With the threat of more Israeli and US military action looming, the Philippine government is shifting into a high-gear response to prevent a repeat of past regional tragedies. President Ferdinand Marcos Jr. has placed all diplomatic posts on high alert, and Iran remains under Alert Level 2, a status that effectively halts new labor deployments and urges those already there to limit non-essential movement.
Behind the scenes, the Philippine Department of Foreign Affairs and the Department of Migrant Workers are already mapping out "Plan B" scenarios, including land-based evacuation routes through Turkmenistan should Iranian airspace become a no-fly zone.
Hundreds of Filipino workers have already returned to the Philippines from various Middle East countries.
For the millions of Filipinos scattered from Tehran to Tel Aviv working in construction, healthcare, nannies and service. the government’s message is one of cautious readiness, emphasizing that while the goal is to stay safe in place, the exit doors are being prepped just in case the "big one" finally hits the region’s stability.
In retaliation to the US and Israeli attacks, Iran has responded with drones targeting US bases in Bahrain, the United Arab Emirates, Qatar, and Kuwait — all countries that host large Filipino communities. The Department of Foreign Affairs estimates that the four countries are home to nearly 1.5 million Filipinos combined: 973,000 in the UAE, 250,000 in Qatar, 211,000 in Kuwait, and 56,000 in Bahrain.
The economic refugee
Government and media call them "heroes" to mask the fact that they are economic refugees.
View from the Edge
Mary Ann didn't die because she loved danger. She died because she was doing the job she was paid to do — protecting her patient — in a country that offered her a future her own homeland could not. The ₱130,000 ($2,220) monthly pension for life is a life-changing sum for her family in Pangasinan, but it is a grim receipt for the export of our people.For the OFWs, "Alert Level 2" in Iran feels like a recurring nightmare. The Middle East hosts over 2 million Filipinos, meaning every regional flare-up triggers a dilemma.

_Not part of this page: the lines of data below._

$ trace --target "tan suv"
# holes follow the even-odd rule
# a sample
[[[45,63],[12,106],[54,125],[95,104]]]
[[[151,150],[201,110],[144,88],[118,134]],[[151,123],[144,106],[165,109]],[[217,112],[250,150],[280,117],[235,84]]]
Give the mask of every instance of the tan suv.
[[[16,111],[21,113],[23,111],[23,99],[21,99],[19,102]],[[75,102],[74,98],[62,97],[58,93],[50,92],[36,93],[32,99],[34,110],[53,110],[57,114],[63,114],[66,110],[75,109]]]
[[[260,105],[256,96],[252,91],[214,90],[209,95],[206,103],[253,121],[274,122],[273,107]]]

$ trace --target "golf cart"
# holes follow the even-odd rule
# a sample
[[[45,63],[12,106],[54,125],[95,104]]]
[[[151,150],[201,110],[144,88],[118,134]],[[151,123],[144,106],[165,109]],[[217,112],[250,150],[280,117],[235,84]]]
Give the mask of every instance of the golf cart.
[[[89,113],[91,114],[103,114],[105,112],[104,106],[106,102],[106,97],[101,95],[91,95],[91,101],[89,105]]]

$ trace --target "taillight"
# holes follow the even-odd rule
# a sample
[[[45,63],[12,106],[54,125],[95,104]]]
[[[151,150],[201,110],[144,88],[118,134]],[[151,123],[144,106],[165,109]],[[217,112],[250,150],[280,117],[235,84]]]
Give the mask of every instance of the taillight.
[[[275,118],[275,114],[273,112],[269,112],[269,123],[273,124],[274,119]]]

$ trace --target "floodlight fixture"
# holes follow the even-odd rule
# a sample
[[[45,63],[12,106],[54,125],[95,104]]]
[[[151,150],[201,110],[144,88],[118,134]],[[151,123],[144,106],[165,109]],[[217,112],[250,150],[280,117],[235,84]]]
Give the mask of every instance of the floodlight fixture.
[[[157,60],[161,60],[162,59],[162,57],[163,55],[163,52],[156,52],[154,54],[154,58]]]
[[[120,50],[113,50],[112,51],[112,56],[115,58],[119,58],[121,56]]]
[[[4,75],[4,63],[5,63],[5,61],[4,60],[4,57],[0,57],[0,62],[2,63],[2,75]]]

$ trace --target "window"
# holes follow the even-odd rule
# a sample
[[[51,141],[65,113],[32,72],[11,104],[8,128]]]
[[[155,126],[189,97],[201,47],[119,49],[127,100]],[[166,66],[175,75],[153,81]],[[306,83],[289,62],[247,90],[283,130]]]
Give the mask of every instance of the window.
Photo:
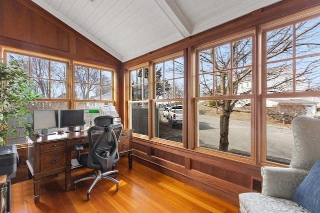
[[[23,68],[28,71],[30,80],[35,83],[33,89],[44,97],[28,106],[30,114],[26,121],[32,126],[34,109],[84,109],[85,122],[91,125],[95,117],[102,115],[102,106],[114,104],[113,70],[79,63],[74,65],[74,72],[67,74],[72,71],[70,60],[8,50],[4,51],[4,56],[6,62],[22,61]],[[98,109],[99,113],[89,114],[89,109]],[[15,123],[10,121],[10,124]],[[10,134],[8,144],[25,143],[24,131],[24,128],[17,127],[18,135]]]
[[[182,144],[184,59],[155,63],[154,69],[154,137]]]
[[[248,34],[198,50],[198,148],[252,156],[253,43]]]
[[[34,91],[44,98],[66,99],[68,62],[8,52],[7,61],[12,60],[23,61],[22,67],[36,84]]]
[[[299,115],[320,116],[320,17],[265,27],[262,36],[262,158],[289,164],[291,121]]]
[[[134,133],[148,135],[148,68],[130,71],[130,128]]]
[[[112,100],[112,70],[75,65],[75,99]]]

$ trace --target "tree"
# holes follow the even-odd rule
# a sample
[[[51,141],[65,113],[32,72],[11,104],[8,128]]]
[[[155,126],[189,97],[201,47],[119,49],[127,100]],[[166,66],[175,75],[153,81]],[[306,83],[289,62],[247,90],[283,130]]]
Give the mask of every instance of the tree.
[[[268,93],[320,90],[320,18],[266,33]],[[244,86],[248,82],[251,84],[252,81],[252,39],[249,37],[201,52],[200,96],[250,94],[251,86]],[[301,57],[294,61],[294,53]],[[308,55],[310,56],[306,57]],[[220,113],[219,150],[228,152],[230,115],[240,100],[215,101],[212,106],[218,108]],[[303,108],[299,109],[301,114]]]
[[[18,124],[30,126],[23,119],[26,117],[26,106],[42,97],[32,90],[32,86],[28,71],[18,61],[12,60],[8,64],[0,61],[0,145],[4,144],[3,138],[16,131],[14,125],[8,125],[9,119],[18,119]]]

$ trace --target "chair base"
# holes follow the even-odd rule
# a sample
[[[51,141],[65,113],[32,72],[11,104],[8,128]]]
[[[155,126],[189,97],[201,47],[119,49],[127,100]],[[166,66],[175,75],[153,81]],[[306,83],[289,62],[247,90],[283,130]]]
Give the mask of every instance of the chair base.
[[[88,201],[90,200],[90,193],[91,192],[91,190],[94,188],[96,184],[101,179],[105,179],[108,181],[111,181],[112,182],[115,183],[116,186],[116,192],[118,192],[119,189],[119,182],[118,180],[116,180],[116,176],[119,172],[118,170],[112,170],[106,172],[104,173],[102,173],[100,170],[98,170],[98,174],[82,178],[81,179],[79,179],[74,182],[74,189],[76,190],[76,184],[78,183],[81,182],[82,181],[86,181],[88,180],[94,179],[94,181],[92,181],[92,182],[89,186],[88,190],[86,191],[87,199]],[[108,176],[109,175],[112,174],[114,174],[114,178]]]

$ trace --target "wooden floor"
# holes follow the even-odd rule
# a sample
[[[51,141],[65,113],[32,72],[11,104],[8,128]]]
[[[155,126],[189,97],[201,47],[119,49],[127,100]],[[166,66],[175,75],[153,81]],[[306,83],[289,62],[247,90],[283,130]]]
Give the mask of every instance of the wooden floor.
[[[120,188],[102,180],[86,200],[92,182],[78,183],[75,191],[66,192],[64,175],[42,181],[40,202],[34,204],[32,180],[12,185],[12,213],[237,213],[238,208],[192,186],[134,162],[128,167],[128,159],[117,164]],[[85,168],[72,172],[72,181],[90,172]]]

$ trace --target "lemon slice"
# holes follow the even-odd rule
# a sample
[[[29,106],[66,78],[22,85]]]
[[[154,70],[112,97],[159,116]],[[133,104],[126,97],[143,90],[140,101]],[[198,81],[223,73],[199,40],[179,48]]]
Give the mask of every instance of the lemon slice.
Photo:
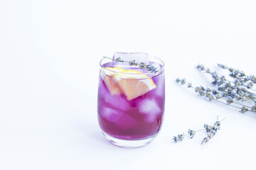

Consider the wage gap. A caregiver in Israel earns $1,500–$2,000 USD (₱85k–₱110k). In the Philippines, the same job pays less than $150.
The choice for OFWs is tough. To repatriate is to plunge 5-10 dependent family members back into poverty.
Because Mary Ann was killed by a "hostile action" while legally employed, Israel's National Insurance Institute (Bituach Leumi) has classified her family as victims of terror. This triggers a (for Filipinos) lifetime pension indexed to the Israeli wage — roughly ₱130,000 ($2,220) per month — granted to her family in Pangasinan is generous compared the average caregiver monthly salary in the Philippines is roughly ₱22,000 ($377). A highly-trained nurse in the Philippines earns about ₱18,000 ($308) to ₱28,000 ($480).
The irony is sharp: It took an Iranian missile in Tel Aviv to give a Filipino family the financial security that a lifetime of labor in the Philippines never could.